Tuesday, December 6, 2011

On the occasion of a book release…

My 10th book, a collection of twelve stories, ‘Gabhira Nidrare Iswar’ (God is in deep sleep) is released. All the stories of this book were published earlier in Odia literary magazines. Release of a new book always gives pleasure and I am happy.

No writer writing in Odia ever thinks even in his dreams to live on his writing. The person who publishes a literary magazine in Odia buys paper, pays to the printing press, hires one painter to design the cover and pays him. He gives a discount to the seller/hawker, pays for everything to publish and circulate the magazine. But he does not pay to the writer, though the magazine is sold only for the writings a magazine contains.

A publisher of Odia books behaves as if he would be showing a ‘favour’ to a writer to publish his book. His complaint is that Odia literature does not sell. They say they used to print one thousand copies of a book thirty years back. But now they print five hundred copies. If Government (Raja Ram Mohan Foundation) does not select the book to purchase, they do not know how many years it would take for the five hundred copies to be sold. Sometimes a writer feels humiliated to approach a publisher to publish his book.

Despite all these factors, the question arises, why I should write. Often this question is asked by an interviewer interviewing a writer for a magazine. Sometimes I also ask myself this question. In fact, I do not know exactly the answer to this question. But I know what happens to me if I do not write. If I cannot write for a fortnight or a month I feel restless and become irritable. Only writing calms me down and I become normal. I feel I may go mad if I cannot write.

Reaction over a story overwhelms me. I got a good many phone calls for a few months after the story Gabhira Nidrare Iswar was published in a magazine (Jhankar). The story was photocopied and distributed among the officers of the Department I worked for. My senior officer, when we met, asked me, “Whether your God is awake or He is still in sleep?” A woman after she had read my story ‘Pua’(Son) was so moved that she made phone calls to three-four persons to get my phone number, and telephoned me at about eleven in the night to say that the story had brought tears to her eyes. Many writers must have similar experiences. Perhaps, this is one of the factors that keep encouraging a writer to keep on his writing.

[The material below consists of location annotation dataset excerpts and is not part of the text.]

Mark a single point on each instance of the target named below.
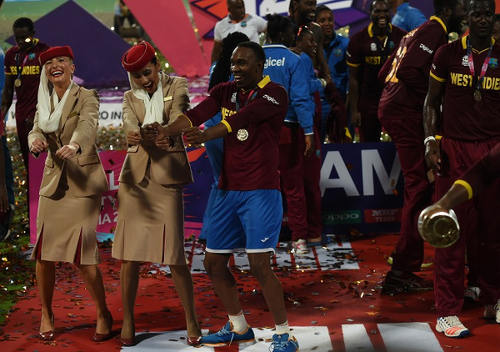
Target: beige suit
(70, 191)
(166, 168)
(150, 213)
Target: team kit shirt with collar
(251, 152)
(287, 69)
(407, 71)
(29, 67)
(251, 25)
(368, 52)
(463, 118)
(470, 130)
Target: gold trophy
(440, 228)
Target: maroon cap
(56, 51)
(138, 56)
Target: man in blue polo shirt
(297, 137)
(405, 16)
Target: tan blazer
(170, 167)
(82, 175)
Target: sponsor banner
(110, 114)
(382, 215)
(361, 187)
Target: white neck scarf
(47, 121)
(153, 105)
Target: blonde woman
(65, 126)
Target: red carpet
(344, 304)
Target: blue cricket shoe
(284, 343)
(226, 336)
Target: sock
(282, 328)
(239, 322)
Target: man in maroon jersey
(473, 182)
(22, 74)
(465, 78)
(366, 53)
(400, 113)
(253, 109)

Twenty years back when I was working as a Treasury Office in a small town an engineer met me in my office and told that he had read one of my stories published in the literary page of a newspaper (Sambad). I had only published seven-eight stories by then. He said, “The story is good. I liked it. But it’s not great to write a good story, it’s great if one continues with writing good stories.” In course of discussion I came to know he read literature in four languages: Odia, English, Bengli and Hindi. He learnt Bengli and Hindi to enjoy reading books in those languages. He could be termed as a ‘voracious’ reader. To a budding writer like me he advised. “A writer should not take a reader for granted, should not write whatever he likes. A writer should remember a reader might have read Henry and Chekov, Maupassant and Maugham, Manoj Das and Surendra Mohanty. Why should he read you unless you write something new and different? Why a reader should buy your book and read wasting his money and time unless it interests him? Books of great authors are always available in the market and the reader has a choice. A writer should keep the reader in mind.”

I don’t know where the engineer is now. But I remember him before I despatch a story to a magazine for publication.